The user of this layer, which is usually a higher NeL Net layer, makes a call_CBufServer::dataAvailable()_ to check for incoming data. If a connection or disconnection event is found at the top of the receive queue the associated system callback is called. Then the socket is logically connected (CBufSock::connectedState() is true) in case of a connection event.
If dataAvailable() returned true, the user calls_CBufServer::receive(data,&sockid)_. The second argument tells which connection the data is coming from. It can reply to it directly by calling CBufServer::send(replydata,sockid).
The user must call CBufServer::update() for the system to work properly.
Sending data is buffered as well. The moment when the data is actually sent depends on the triggers specified. By default the time trigger is enabled with a value of 20ms. It means that the data will actually be sent after 20 milliseconds, providing that the update() method is called evenly. The user can also specify a size trigger. The size trigger is when the size in the send buffer exceeds the specified size the data is sent. Eventually the user can force sending by calling flush().
Each receiving thread, CServerReceiveTask, performs a select() on its sockets. When incoming data is reported the method_CServerBufSock::receivePart()_ tries to read a block, which is made up of a length prefix and a payload buffer. If the actual data received is smaller than expected it is retained in the receive buffer for later completion. When it is complete it is pushed into the main receive queue.
All data from a send queue is copied into a buffer and then sent. If the sending was not entirely done or it would block part of the buffer is kept for later sending.
When a receive thread detects that a socket is disconnected it pushes a a disconnection event into the receive queue by the next_CBufServer::update()_. When the disconnection event is processed, at the top of the receive queue, the socket is added to the synchronized set of connections to remove of the thread.
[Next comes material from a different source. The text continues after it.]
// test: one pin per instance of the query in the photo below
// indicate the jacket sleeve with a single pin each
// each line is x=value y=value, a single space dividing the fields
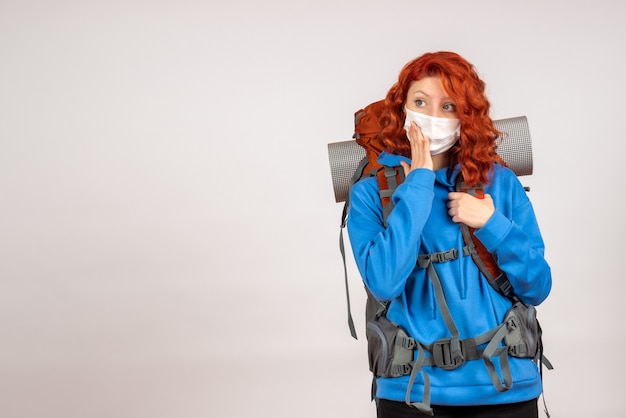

It will be effectively removed before its next select.
A Unix pipe is added in every select set. This is so that the select can be stopped when there is a new connection to add to its set or when the server is required to exit. Similarly, the listen thread performs a select on the listen socket and the wake-up pipe.
Under Windows, the wake-up mechanism waits on an Event object.
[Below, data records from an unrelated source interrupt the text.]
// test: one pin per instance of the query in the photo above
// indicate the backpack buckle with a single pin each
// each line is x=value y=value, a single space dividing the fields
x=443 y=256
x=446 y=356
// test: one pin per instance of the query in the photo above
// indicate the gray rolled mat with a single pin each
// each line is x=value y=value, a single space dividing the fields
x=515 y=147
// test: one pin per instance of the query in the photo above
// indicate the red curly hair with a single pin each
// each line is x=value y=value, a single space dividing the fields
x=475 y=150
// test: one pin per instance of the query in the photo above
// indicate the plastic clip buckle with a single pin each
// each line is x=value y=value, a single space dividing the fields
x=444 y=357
Because of the sharing of data among different threads some mutexes are used to synchronize data access/modification on items:
To ensure a fair access to the variables the GNU/Linux implementation uses a semaphore instead of a pthread_mutex.
Several methods are provided in CBufServer to know how many bytes have been read and written.
The client provides one receive queue and one send queue. The receiving is done is a separate thread, CClientReceiveTask, but the actual sending, flush(), is done in CBufClient::update(). The socket is in blocking mode.
Unlike in the server there is no connection advertisement. A disconnection event is pushed into the receive queue when the receive thread or the sending detects the disconnection. It is also important to note that the client does not remove the socket after disconnecting. It removes it at destruction time so the user can reuse the same CBufClient object by calling again connect() after having disconnected.